Я хорошо поела селёдочки с картошечкой, а потом замучилась жаждой. Люда, жена Юры, достала из холодильника прокрученный на мясорубке лимон с сахаром. Она устала подавать мне этот морс. Я пила и пила, а жажда не проходила. Это был кошмар, все мне сочувствовали. А мы с тобой никак не могли напиться. Это с тех пор я никогда больше не ем селёдку с жареной картошкой. Представляешь, что запомнилось мне от этих хождений по гостям? Твой папаша вёл с Юрой Марущаком умные беседы о делах комсомола и оперотряда, а мы с тобой хлестали лимонный морс.

В книжке-календаре много записей, тебе не интересных. Но приведу ещё немного, чтобы ты не думал, что мешал мне хорошо учиться.

«15 марта, вторник. Работа в читалке над докладом и рефератом по политэку».

«16 марта, среда. Политэк – реферат, тема 9. Доклад на вторую тему. «Чистый доход и рентабельность» – отлично».

Вот, сынок, откуда у тебя взялось пристрастие к экономике, ты ещё тогда, наверное, «решил» поступать на экономфак.

«17 марта, четверг. Сдать анализ до 10 ч.
№ 399 – дет. ясли, ул. Б. Филёвская, 23-а. М «Багратионовская» в 13-30.
Занятия с курсовой работой».

Хочу тебе пояснить, что по «военке» мы были медсёстрами, и надо было куда-нибудь ездить: то в больницу, то в анатомический музей, а тогда  –  в детские ясли, чтобы нам показали, как ухаживать за малышами. Я тебе скажу, что совсем недавно вспоминала тот день, и не надеялась вспомнить ни адреса, ни номера яслей.  А захотелось почему-то узнать о мальчике, которого нам тогда показывали. Его звали Габор.

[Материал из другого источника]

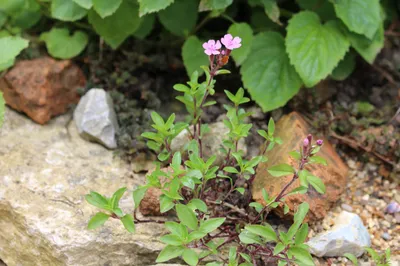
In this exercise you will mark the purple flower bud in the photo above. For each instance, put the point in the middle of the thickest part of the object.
(393, 207)
(306, 142)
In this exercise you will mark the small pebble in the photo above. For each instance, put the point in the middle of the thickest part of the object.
(386, 236)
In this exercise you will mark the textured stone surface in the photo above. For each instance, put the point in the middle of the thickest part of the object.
(45, 171)
(348, 235)
(95, 118)
(293, 129)
(211, 141)
(42, 88)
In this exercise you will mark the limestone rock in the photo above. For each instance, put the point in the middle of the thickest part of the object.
(211, 141)
(95, 118)
(293, 129)
(42, 88)
(348, 235)
(45, 172)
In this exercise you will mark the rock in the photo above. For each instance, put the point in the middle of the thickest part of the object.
(292, 129)
(211, 141)
(348, 235)
(42, 88)
(95, 118)
(45, 172)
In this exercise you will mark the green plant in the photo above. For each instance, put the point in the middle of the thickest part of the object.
(322, 36)
(380, 260)
(202, 193)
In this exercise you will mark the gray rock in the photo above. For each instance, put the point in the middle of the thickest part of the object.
(348, 235)
(212, 141)
(45, 172)
(95, 118)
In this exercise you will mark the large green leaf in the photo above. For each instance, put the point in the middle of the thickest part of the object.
(84, 3)
(67, 10)
(314, 49)
(360, 16)
(2, 108)
(244, 31)
(106, 8)
(267, 73)
(368, 49)
(183, 23)
(61, 44)
(10, 47)
(150, 6)
(117, 27)
(193, 55)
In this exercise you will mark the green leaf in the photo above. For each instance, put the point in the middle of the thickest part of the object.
(266, 231)
(182, 24)
(87, 4)
(352, 258)
(190, 257)
(345, 67)
(106, 8)
(267, 71)
(368, 49)
(138, 195)
(301, 234)
(151, 6)
(193, 55)
(186, 216)
(314, 49)
(302, 256)
(67, 10)
(2, 109)
(10, 47)
(317, 183)
(116, 28)
(61, 44)
(97, 220)
(246, 34)
(211, 224)
(281, 170)
(128, 223)
(169, 252)
(360, 16)
(146, 26)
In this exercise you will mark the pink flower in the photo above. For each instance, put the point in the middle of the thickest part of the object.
(230, 42)
(212, 47)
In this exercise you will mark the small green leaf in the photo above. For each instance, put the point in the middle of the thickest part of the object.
(186, 216)
(266, 231)
(190, 257)
(193, 55)
(170, 252)
(281, 170)
(128, 223)
(97, 220)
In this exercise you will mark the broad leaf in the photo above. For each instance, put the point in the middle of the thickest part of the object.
(67, 10)
(151, 6)
(98, 220)
(267, 73)
(183, 23)
(128, 223)
(10, 47)
(281, 170)
(116, 28)
(314, 49)
(360, 16)
(193, 55)
(244, 31)
(60, 44)
(106, 8)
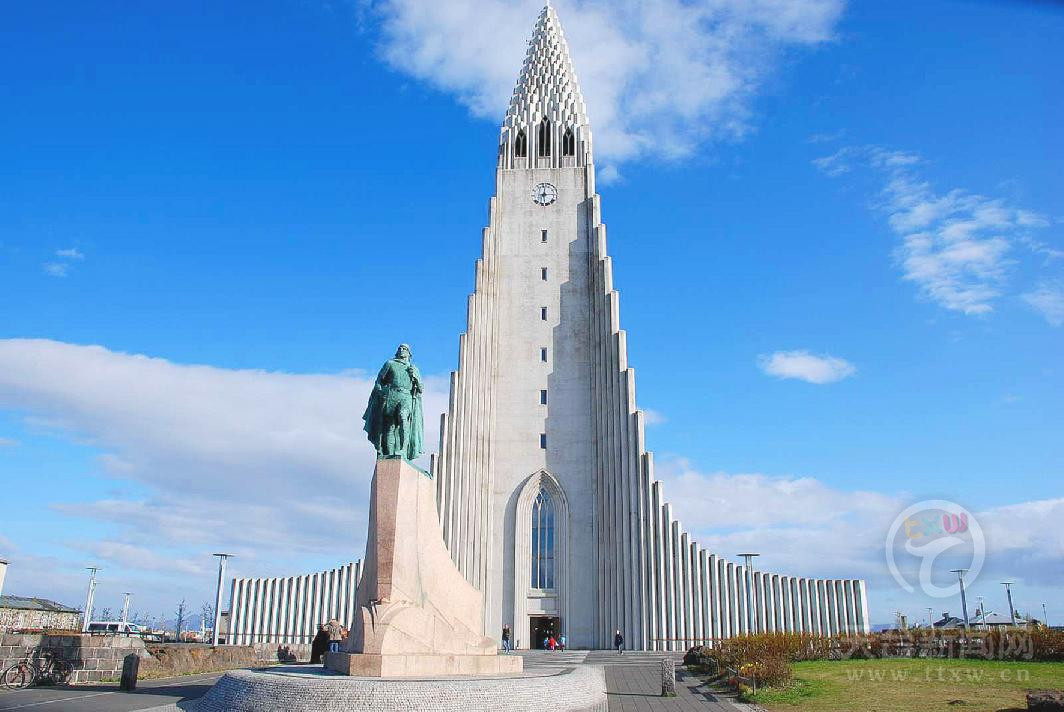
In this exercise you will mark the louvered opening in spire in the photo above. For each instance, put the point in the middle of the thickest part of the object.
(546, 102)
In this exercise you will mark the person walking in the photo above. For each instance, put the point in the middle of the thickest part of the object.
(335, 634)
(506, 643)
(319, 645)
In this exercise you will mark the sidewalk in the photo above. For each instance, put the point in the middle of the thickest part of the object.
(637, 689)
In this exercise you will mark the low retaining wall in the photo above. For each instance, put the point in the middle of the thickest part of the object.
(170, 659)
(98, 658)
(95, 658)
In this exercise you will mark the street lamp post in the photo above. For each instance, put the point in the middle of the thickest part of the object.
(749, 590)
(88, 597)
(3, 573)
(964, 602)
(222, 558)
(1012, 611)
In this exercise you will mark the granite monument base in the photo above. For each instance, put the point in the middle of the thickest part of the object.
(579, 689)
(416, 615)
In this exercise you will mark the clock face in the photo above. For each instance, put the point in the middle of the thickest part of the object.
(544, 194)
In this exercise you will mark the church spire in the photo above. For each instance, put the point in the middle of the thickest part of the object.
(546, 125)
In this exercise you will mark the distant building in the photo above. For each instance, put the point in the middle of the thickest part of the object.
(17, 612)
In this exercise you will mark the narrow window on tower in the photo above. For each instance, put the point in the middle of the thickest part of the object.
(543, 541)
(544, 137)
(568, 143)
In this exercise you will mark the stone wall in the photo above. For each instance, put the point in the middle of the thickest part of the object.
(94, 658)
(97, 658)
(15, 618)
(170, 659)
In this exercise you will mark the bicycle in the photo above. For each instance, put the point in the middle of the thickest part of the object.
(45, 667)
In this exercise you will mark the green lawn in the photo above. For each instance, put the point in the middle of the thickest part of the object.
(927, 685)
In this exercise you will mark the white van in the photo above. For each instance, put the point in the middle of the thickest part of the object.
(115, 628)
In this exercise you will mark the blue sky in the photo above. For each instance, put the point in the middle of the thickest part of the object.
(216, 188)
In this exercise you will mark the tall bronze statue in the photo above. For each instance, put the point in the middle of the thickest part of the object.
(394, 419)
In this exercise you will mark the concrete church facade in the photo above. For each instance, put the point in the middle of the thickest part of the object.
(545, 487)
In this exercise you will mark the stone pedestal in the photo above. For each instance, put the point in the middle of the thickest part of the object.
(417, 615)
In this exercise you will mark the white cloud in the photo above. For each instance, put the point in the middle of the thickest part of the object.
(55, 268)
(659, 78)
(247, 460)
(1049, 300)
(802, 526)
(956, 246)
(805, 366)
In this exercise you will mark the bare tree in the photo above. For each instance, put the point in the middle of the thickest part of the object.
(206, 614)
(181, 618)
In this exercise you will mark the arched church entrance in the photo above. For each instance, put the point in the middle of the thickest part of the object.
(541, 559)
(542, 628)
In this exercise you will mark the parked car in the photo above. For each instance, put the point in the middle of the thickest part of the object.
(115, 628)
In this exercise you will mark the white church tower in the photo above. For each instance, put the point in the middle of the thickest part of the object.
(546, 492)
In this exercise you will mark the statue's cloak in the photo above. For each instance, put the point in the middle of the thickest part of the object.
(399, 383)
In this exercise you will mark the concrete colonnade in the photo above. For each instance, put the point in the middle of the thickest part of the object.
(288, 610)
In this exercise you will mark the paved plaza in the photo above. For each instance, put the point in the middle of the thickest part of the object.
(633, 682)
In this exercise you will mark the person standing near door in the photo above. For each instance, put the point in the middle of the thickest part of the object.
(506, 643)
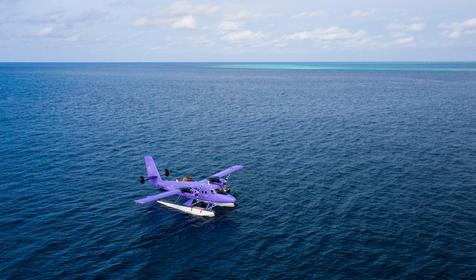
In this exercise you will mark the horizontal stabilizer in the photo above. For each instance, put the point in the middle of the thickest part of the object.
(156, 197)
(189, 202)
(228, 171)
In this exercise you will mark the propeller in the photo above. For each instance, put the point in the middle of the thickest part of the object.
(142, 179)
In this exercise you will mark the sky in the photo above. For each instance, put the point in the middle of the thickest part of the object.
(195, 31)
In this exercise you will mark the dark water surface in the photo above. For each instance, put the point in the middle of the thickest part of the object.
(348, 174)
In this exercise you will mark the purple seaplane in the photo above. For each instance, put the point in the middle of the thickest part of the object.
(201, 196)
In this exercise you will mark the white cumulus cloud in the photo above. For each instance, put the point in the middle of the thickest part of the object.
(242, 36)
(184, 8)
(229, 25)
(45, 31)
(456, 29)
(318, 13)
(361, 13)
(403, 38)
(333, 33)
(185, 22)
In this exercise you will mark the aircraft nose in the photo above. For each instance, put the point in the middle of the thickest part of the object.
(231, 199)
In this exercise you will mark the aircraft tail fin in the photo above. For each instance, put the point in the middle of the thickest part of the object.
(152, 171)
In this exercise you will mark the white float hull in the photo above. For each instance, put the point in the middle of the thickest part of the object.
(194, 210)
(225, 204)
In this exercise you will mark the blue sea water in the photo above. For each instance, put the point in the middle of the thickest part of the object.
(367, 174)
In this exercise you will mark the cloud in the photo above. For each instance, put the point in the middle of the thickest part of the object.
(243, 36)
(361, 13)
(179, 15)
(413, 26)
(331, 34)
(318, 13)
(45, 31)
(229, 25)
(403, 32)
(457, 29)
(403, 38)
(185, 22)
(186, 8)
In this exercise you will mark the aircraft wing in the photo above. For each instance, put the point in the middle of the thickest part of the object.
(228, 171)
(156, 197)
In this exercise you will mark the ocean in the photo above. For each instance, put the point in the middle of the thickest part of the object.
(352, 170)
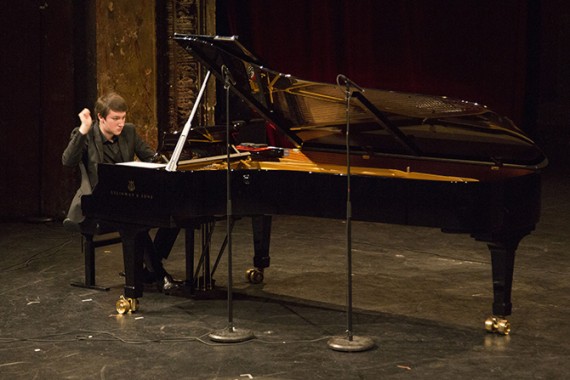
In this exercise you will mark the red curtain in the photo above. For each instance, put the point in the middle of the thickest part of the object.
(471, 49)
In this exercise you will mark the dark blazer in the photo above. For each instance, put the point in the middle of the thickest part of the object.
(87, 152)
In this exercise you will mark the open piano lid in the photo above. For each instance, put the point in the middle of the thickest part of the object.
(313, 115)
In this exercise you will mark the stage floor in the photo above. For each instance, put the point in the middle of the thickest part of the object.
(421, 295)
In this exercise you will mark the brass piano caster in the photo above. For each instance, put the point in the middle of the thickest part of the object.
(497, 325)
(127, 305)
(254, 276)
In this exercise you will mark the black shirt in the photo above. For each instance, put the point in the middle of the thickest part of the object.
(112, 151)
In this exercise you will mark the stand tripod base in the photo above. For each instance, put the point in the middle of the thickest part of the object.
(231, 335)
(356, 344)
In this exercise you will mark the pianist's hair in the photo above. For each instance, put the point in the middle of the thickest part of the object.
(110, 102)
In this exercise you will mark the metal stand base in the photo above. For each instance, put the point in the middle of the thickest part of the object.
(231, 335)
(356, 344)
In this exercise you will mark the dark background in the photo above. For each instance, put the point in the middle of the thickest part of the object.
(512, 56)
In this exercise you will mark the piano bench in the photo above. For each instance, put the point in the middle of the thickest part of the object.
(93, 235)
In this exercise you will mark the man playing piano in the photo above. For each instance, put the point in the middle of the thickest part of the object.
(110, 139)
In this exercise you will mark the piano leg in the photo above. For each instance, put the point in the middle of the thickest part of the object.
(502, 251)
(261, 225)
(133, 250)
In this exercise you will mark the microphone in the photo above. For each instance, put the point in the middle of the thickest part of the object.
(348, 82)
(228, 78)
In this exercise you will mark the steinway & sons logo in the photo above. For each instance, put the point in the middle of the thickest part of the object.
(131, 193)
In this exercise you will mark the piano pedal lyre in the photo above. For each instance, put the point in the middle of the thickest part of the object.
(126, 305)
(254, 276)
(497, 325)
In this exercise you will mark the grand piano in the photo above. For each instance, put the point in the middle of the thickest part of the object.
(412, 160)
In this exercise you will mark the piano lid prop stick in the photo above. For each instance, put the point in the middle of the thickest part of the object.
(172, 164)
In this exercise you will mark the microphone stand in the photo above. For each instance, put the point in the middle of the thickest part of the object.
(230, 334)
(349, 342)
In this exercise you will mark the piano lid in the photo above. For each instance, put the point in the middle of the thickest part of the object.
(313, 114)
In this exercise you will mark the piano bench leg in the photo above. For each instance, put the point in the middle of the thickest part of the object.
(89, 244)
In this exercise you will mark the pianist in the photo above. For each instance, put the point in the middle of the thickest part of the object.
(109, 139)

Он чуть-чуть старше тебя, сынок. Медсестра вынула его из кроватки, где он лежал и плакал.

– Иди, Габор, будем тебя лечить, –  сказала она. – У мальчика воспаление лёгких. Его мама тоже студентка, русская, и папа студент – венгр.

Медсестра снимала с малыша распашонку и всё говорила и говорила:

– Иди, красавец. Никому ты не нужен: ни маме, ни папе. А вырастешь, будут девки по тебе умирать, смотри, какая у тебя ямочка на подбородке. Это точно все девчонки будут твои…

Она раздела его и стала показывать, как правильно ставить горчичники такому маленькому. Габор плакал, медсестра не обращала на его слёзы никакого внимания, смазала вазелиновым маслом его спинку, положила пергамент, и только потом горчичники, поясняя нам, что так ему в самый раз – жечь не будет; затем быстро его запеленала и положила назад в кроватку.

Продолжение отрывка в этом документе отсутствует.